Until then, begin your analysis by recognizing that many people on the left want to lose. And so they will.
Of course one of the most common axioms I've seen in internet writing about an American left is that there is no real American left. That may even be true, though a lot depends on how people define the what is left with connection to America. Are we talking new left, old left? Progressive? Liberal? For people who think of themselves as on the right this is all collapsed lazily into "cultural Marxism" by the kinds of people who (excepting guys like Roger Scruton) have probably never even read a single book by a single author of the Frankfurt school.

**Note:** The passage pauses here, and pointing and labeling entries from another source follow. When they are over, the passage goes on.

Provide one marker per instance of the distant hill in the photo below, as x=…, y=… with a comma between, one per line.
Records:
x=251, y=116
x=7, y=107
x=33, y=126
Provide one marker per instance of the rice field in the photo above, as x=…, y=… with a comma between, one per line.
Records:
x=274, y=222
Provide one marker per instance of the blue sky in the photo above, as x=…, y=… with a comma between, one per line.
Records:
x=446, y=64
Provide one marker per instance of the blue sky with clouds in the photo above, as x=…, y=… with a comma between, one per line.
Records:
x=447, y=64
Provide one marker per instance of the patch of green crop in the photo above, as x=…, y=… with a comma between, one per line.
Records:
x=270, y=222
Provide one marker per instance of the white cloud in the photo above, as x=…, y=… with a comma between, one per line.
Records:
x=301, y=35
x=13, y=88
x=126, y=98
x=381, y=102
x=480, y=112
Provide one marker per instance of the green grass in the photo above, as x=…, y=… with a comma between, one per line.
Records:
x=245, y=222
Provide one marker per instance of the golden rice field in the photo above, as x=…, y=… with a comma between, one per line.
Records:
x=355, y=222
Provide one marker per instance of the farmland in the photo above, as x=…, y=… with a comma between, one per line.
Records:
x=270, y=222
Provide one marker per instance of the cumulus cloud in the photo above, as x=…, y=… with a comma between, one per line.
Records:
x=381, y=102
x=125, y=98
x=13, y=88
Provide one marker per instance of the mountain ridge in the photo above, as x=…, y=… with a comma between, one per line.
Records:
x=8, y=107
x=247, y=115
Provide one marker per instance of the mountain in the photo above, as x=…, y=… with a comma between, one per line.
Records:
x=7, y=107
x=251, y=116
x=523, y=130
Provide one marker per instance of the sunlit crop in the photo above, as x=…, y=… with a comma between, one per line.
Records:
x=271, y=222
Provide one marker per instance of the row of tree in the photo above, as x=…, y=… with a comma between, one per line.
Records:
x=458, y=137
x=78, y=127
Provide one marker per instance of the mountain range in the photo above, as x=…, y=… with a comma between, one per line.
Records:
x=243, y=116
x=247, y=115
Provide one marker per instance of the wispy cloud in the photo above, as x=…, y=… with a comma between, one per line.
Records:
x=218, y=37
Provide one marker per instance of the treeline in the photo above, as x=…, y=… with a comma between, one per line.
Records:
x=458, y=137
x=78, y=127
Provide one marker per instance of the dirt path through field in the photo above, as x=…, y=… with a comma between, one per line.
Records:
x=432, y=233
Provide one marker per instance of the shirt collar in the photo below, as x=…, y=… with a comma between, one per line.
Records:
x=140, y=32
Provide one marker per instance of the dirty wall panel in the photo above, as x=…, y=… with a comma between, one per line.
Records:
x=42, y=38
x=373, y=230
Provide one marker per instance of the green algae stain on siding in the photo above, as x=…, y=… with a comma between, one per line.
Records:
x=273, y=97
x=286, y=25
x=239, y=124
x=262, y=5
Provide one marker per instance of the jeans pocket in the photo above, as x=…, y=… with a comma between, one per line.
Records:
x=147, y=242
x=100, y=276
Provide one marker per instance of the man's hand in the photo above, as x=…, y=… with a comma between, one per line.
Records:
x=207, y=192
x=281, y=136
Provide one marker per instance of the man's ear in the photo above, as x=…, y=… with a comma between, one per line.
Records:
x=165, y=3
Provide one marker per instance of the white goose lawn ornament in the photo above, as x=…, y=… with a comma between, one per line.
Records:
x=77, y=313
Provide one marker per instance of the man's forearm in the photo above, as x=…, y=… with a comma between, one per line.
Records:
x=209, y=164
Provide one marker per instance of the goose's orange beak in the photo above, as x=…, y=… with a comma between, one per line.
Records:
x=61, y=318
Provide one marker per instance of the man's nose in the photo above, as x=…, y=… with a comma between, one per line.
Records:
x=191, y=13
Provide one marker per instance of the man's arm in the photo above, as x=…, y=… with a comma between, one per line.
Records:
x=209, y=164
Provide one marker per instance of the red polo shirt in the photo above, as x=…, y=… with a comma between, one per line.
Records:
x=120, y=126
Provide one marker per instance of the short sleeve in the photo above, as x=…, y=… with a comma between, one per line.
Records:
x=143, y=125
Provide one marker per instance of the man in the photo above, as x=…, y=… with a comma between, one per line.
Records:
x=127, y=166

But then I increasingly have doubts that 20-somethings who say they're interested in critical theory have read even three paragraphs of what Adorno had to say about jazz, any given three ghastly paragraphs of what he had to say about jazz.
One of the things, as a moderately conservative sort, I've seen in the last twenty years is that Anglo-American left advocates have done something that an older guy I knew in college decades ago said was the bane of American political life, that radicals and reactionaries had hijacked political discourse in a way that moved the boundaries for a negotiable center off of the field. If radicals and reactionaries revise history so as to say that even JFK was a warmongering hawk (which, frankly, he was if we're going to get specific and, no, I don't think fantasies that he was going to pull us out of Vietnam matter since he did get assassinated) and if conservatives can lambast Reagan for having acceded to talk with Gorbachev then that's just a few small for-instances of ways that people on some strand of the left and right can redefine the left or right in such a way that nobody fits the bill.
An unfortunate side effect of contemporary intra-left polemic can be that people who self-identify as progressive forget that if we turn the clock back a century progressives could be every bit as racist and brutal as Republicans are thought to be now. For that matter the legacy of slavery tends to be so defined in white and black terms that slavery in literally all other global, ethnic, social, political and economic terms doesn't get discussed. Couldn't we say the entire American academic system runs on a slavery system if we factor in the sheer enormity of student debt, lending systems, and the way work gets distributed? Would American academics concede they are part of a gigantic and callously indifferent slave system? That seems doubtful, though polemics about how neoliberalism has corrupted the university system are certainly out there.
There's more than one way to have a master/slave dynamic and if within the left/progressive scene people imagine they are not part of an elite despite having gone to elite schools and gotten elite degrees and having any formal education beyond high school simply because they didn't vote for Trump then this might get at another aspect of why a self-identifying left fails, or even at why some left writers say there isn't even really a "left" in American political life.
And in that sense intra-left battles over who is genuinely left and who has an unexamined role participating in a cultural elite/culture industry can't go away because it's the nature of human beings in the United States.